Curtis Preston raised an interesting point over at Backup Central regarding the need for a common set of standards for the interaction of deduplication appliances and backup applications.
Now, on one hand I agree with Curtis' basic premise (even if I do slightly disagree with some of his historical characterizations). In fact, I have twice made pleas on this blog to similar effect, here and here. Having said that, I will readily admit that W. Curtis Preston is taking the request to the next level. Rather than just ask backup application vendors to implement the means to take advantage of the target side replica of a deduplication appliance, he is asking to community to have a common set of APIs, an open standard, around this.

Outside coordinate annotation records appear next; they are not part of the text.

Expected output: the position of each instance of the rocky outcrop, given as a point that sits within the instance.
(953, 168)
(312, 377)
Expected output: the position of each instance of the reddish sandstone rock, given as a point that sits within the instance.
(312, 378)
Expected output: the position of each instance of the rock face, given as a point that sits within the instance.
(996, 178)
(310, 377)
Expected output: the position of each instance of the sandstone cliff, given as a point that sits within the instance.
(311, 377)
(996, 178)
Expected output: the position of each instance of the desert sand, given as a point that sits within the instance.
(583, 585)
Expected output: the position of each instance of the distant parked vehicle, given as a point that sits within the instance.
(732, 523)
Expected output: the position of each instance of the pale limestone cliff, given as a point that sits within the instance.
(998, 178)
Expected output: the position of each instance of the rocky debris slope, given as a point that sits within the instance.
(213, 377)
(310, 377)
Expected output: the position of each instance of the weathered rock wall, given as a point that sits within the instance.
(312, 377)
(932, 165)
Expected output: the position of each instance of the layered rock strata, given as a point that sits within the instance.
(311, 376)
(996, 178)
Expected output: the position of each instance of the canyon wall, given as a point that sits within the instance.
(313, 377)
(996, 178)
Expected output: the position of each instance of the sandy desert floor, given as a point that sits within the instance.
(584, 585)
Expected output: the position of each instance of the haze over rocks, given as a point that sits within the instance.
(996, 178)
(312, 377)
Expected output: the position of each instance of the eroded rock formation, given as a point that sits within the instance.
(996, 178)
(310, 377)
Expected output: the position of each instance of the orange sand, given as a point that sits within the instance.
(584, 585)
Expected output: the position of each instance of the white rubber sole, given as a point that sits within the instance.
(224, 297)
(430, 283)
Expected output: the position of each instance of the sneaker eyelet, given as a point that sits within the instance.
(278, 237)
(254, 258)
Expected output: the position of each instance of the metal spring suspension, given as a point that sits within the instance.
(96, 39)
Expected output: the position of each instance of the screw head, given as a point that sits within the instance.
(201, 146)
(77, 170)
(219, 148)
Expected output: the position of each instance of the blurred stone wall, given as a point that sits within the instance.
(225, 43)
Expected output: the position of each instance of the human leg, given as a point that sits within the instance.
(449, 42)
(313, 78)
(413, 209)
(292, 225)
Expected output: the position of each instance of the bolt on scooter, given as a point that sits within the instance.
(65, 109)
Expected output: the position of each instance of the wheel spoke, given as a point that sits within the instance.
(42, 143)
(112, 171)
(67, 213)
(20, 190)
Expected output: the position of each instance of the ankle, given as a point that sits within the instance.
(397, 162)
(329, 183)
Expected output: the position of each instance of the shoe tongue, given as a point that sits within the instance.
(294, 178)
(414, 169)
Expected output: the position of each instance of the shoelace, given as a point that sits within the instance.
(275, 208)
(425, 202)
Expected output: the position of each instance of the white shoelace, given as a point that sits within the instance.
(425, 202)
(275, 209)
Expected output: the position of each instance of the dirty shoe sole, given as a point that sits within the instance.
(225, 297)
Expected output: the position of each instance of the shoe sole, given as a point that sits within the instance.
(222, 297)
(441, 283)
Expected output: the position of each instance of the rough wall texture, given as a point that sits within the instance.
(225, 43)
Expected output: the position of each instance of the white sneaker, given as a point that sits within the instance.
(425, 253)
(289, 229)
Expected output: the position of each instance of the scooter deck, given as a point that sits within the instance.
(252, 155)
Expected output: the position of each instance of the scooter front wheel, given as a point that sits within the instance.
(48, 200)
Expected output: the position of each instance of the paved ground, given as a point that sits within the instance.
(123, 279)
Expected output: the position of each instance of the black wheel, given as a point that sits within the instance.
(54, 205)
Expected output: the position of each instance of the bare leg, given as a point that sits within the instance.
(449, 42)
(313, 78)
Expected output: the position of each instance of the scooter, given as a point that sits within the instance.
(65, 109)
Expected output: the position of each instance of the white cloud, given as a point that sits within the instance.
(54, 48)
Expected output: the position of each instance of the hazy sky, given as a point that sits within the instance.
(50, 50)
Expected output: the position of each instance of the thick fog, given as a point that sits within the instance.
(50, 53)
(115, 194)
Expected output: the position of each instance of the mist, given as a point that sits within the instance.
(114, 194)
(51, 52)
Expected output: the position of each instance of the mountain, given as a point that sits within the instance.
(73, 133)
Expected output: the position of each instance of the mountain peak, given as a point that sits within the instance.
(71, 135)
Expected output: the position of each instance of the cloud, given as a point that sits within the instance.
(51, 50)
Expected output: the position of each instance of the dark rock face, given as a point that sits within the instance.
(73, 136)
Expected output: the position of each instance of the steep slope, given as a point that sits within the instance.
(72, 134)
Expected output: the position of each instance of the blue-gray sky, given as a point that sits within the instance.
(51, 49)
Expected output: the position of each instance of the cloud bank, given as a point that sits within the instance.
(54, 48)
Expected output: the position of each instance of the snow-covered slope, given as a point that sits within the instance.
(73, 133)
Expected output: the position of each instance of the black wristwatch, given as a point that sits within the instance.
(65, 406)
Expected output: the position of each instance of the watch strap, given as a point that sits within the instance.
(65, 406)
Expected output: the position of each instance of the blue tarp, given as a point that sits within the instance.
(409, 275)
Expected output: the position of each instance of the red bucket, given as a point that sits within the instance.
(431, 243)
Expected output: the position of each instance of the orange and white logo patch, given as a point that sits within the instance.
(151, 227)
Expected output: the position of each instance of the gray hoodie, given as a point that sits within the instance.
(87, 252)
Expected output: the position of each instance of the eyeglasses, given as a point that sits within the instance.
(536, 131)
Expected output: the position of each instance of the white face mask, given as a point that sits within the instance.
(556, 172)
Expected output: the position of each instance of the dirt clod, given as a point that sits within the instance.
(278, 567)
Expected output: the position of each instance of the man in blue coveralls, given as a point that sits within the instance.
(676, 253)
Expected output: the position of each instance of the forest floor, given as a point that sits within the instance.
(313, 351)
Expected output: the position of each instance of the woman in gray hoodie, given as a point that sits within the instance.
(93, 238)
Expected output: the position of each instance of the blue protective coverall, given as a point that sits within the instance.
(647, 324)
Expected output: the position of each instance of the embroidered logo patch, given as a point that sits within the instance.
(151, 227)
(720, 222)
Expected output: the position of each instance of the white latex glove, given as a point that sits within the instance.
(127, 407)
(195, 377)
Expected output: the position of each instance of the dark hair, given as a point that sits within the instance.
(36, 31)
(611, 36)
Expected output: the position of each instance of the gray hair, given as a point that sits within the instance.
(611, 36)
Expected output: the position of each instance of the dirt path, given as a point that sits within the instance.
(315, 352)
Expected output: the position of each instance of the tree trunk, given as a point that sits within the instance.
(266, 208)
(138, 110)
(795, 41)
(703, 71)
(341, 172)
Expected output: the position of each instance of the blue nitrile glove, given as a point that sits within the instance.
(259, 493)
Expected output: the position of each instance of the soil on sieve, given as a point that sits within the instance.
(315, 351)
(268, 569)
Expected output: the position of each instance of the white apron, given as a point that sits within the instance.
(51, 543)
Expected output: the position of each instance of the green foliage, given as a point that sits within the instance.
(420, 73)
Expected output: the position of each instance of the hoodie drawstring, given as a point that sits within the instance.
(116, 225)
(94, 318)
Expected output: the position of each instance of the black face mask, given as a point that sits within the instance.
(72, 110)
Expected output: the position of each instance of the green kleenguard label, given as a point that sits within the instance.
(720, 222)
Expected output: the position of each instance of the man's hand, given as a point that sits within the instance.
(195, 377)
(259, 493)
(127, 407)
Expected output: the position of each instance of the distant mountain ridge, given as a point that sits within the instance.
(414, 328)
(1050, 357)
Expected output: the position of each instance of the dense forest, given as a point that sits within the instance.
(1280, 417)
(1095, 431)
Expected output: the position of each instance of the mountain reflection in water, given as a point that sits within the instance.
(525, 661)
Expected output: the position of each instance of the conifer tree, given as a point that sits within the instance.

So, a couple of things. First: everything in this post is strictly my opinion. Nothing in here has been read, endorsed, or reviewed by anybody else at EMC. Having said that: Mr. Preston is right. This is needed, and needed badly. I have been saying it for a while, and his request is the logical extension of the arguments I have made before. So rather than arguing with Curtis about history or debating how to do this, let me state clearly which I think such an effort should achieve, with the hope that this can constructively advance the conversation.
First, if I understand Curtis correctly, what he is asking for is an open standard, a set of APIs, that let us do two things with deduplication appliances: one, make a tape copy of the data that sits on them; and two, replicate them to a target location in a way that the backup application is aware of the version of the data that sits on both the source and the target, and can utilize each. So here is what I think the open standard should accomplish, and some of the issues that it will have to deal with:
- Are we going to make this work for both virtual tape and NAS-type deduplication appliances? That is a non-trivial distinction, even though it probably shouldn't be.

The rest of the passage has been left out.